Firewall is a physical or a logical device, which isolates the traffic between it's interfaces, inspects it and controls the flow of traffic. A simple firewall has two interfaces Inside and Outside.
The following figure shows a simple firewall.
Each interface is assigned a logical security level 0 to 100, by default inside interface having value 100 and outside interface value will be 0. Traffic flow without any restriction from High value interface to low value interface until explicitly denies. If multiple interfaces are each assigned an arbitrary security level, as shown in picture
A firewall is usually presented as a symbol of diode, an electronic component that allows current to pass in one only one direction. Other symbols also are commonly used to represent firewalls. Most of those involve a brick wall with or without flames.
A firewall is having following default behavior:
- In general, outbound connections from a higher security interface to a lower one are allowed, provided that they are permitted by any access lists that are applied to the firewall interfaces.
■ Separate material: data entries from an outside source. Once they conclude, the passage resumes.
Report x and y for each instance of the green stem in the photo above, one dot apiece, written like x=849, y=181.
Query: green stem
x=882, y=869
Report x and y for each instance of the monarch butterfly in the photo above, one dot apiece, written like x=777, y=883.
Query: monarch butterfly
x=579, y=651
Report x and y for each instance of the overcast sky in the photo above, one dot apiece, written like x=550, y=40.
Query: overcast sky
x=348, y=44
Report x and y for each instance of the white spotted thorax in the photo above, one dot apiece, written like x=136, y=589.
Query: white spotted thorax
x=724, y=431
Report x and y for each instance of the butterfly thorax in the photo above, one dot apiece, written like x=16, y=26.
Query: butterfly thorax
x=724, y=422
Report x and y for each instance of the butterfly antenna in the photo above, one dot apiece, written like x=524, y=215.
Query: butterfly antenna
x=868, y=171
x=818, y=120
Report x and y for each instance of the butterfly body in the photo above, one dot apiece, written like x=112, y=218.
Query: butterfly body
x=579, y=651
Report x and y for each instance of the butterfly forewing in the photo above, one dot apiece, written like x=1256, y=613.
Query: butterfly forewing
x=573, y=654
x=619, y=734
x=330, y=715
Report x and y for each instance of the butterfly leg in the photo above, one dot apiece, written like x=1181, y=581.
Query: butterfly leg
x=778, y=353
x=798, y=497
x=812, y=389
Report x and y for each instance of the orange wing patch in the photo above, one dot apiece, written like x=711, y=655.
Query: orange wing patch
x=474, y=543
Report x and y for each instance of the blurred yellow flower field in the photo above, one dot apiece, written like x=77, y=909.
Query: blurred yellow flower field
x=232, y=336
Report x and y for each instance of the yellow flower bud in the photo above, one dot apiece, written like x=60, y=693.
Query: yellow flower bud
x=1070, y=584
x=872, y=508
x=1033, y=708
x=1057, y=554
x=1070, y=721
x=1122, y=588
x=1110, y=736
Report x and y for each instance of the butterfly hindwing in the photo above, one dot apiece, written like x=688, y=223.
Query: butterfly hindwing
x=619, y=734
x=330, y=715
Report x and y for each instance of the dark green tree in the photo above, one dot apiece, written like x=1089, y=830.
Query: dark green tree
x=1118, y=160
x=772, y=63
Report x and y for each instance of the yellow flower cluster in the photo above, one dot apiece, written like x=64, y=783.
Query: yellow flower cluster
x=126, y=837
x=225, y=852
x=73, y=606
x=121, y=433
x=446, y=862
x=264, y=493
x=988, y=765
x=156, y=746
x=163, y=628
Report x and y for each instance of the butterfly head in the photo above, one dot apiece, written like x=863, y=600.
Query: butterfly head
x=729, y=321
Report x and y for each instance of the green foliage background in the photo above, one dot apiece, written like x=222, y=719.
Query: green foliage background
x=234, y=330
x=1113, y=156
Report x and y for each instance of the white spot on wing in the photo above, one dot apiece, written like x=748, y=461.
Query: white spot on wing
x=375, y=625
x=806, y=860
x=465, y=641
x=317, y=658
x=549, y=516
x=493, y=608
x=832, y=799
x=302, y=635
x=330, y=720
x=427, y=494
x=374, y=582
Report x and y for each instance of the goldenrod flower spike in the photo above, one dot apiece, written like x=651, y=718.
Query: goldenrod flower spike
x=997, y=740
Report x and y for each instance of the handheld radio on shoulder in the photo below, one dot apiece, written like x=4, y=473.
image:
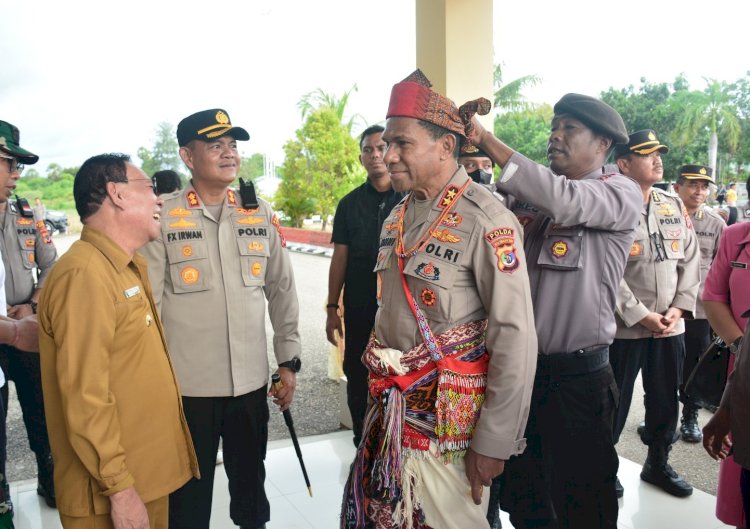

- All inbound connections from lower security interface to a higher one are blocked.
The default behavior can be changed using so that some inbound connections can be allowed. Also, firewall interfaces can be assigned identical security levels so that traffic is allowed to pass between them.
All traffic is inspected according to a suite of stateful firewall inspection process and algorithms. These are commonly called inspection engines or application layer protocol inspection.
Inbound and outbound connections refer to the direction in which a connection is initiated. For example, if a host on the outside tries to initiate a connection with an inside host, that is an inbound connection.
Keep in mind that an inbound connection is entirely different from traffic that returns in the inbound direction. Return traffic is allowed inbound through the firewall only if it is in response to a previously established outbound connection. The same is true for connections and return traffic in the opposite direction.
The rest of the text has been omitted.